You may have to Search all our reviewed books and magazines, click the sign up button below to create a free account.

Sign up

G.K. Hall Bibliographic Guide to Latin American Studies
  • Language: en
  • Pages: 842

G.K. Hall Bibliographic Guide to Latin American Studies

  • Type: Book
  • -
  • Published: 1999
  • -
  • Publisher: Unknown

None

Federalismo y desarrollo
  • Language: es
  • Pages: 108

Federalismo y desarrollo

  • Type: Book
  • -
  • Published: 1993
  • -
  • Publisher: Unknown

None

World Report 2019
  • Language: en
  • Pages: 957

World Report 2019

The best country-by-country assessment of human rights. The human rights records of more than ninety countries and territories are put into perspective in Human Rights Watch's signature yearly report. Reflecting extensive investigative work undertaken by Human Rights Watch staff, in close partnership with domestic human rights activists, the annual World Report is an invaluable resource for journalists, diplomats, and citizens, and is a must-read for anyone interested in the fight to protect human rights in every corner of the globe.

Justicia electoral
  • Language: es
  • Pages: 1004

Justicia electoral

  • Type: Book
  • -
  • Published: 1992
  • -
  • Publisher: Unknown

None

Loreto, capital de las Californias
  • Language: es
  • Pages: 154

Loreto, capital de las Californias

  • Type: Book
  • -
  • Published: 1997
  • -
  • Publisher: Fonatur

None

Self Portrait in Green
  • Language: en
  • Pages: 81

Self Portrait in Green

  • Type: Book
  • -
  • Published: 2021-02-25
  • -
  • Publisher: Influx Press

'NDiaye is a hypnotic storyteller with an unflinching understanding of the rock-bottom reality of most people's life.' New York Times ' One of France's most exciting prose stylists.' The Guardian. Obsessed by her encounters with the mysterious green women, and haunted by the Garonne River, a nameless narrator seeks them out in La Roele, Paris, Marseille, and Ouagadougou. Each encounter reveals different aspects of the women; real or imagined, dead or alive, seductive or suicidal, driving the narrator deeper into her obsession, in this unsettling exploration of identity, memory and paranoia. Self Portrait in Green is the multi-prize winning, Marie NDiaye's brilliant subversion of the memoir. Written in diary entries, with lyrical prose and dreamlike imagery, we start with and return to the river, which mirrors the narrative by posing more questions than it answers.

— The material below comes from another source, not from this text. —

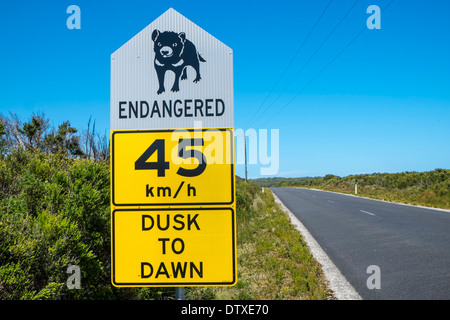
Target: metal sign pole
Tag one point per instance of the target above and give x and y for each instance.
(179, 293)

Memoria documental del proceso electoral, Baja California 1998
  • Language: es
  • Pages: 108

Memoria documental del proceso electoral, Baja California 1998

  • Type: Book
  • -
  • Published: 2000
  • -
  • Publisher: Unknown

None

Home Reading Service
  • Language: en
  • Pages: 241

Home Reading Service

In this poignant novel, a man guilty of a minor offense finds purpose unexpectedly by way of his punishment—reading to others. After an accident—or “the misfortune,” as his cancer-ridden father’s caretaker, Celeste, calls it—Eduardo is sentenced to a year of community service reading to the elderly and disabled. Stripped of his driver’s license and feeling impotent as he nears thirty-five, he leads a dull, lonely life, chatting occasionally with the waitresses of a local restaurant or walking the streets of Cuernavaca. Once a quiet town known for its lush gardens and swimming pools, the “City of Eternal Spring” is now plagued by robberies, kidnappings, and the other myriad ...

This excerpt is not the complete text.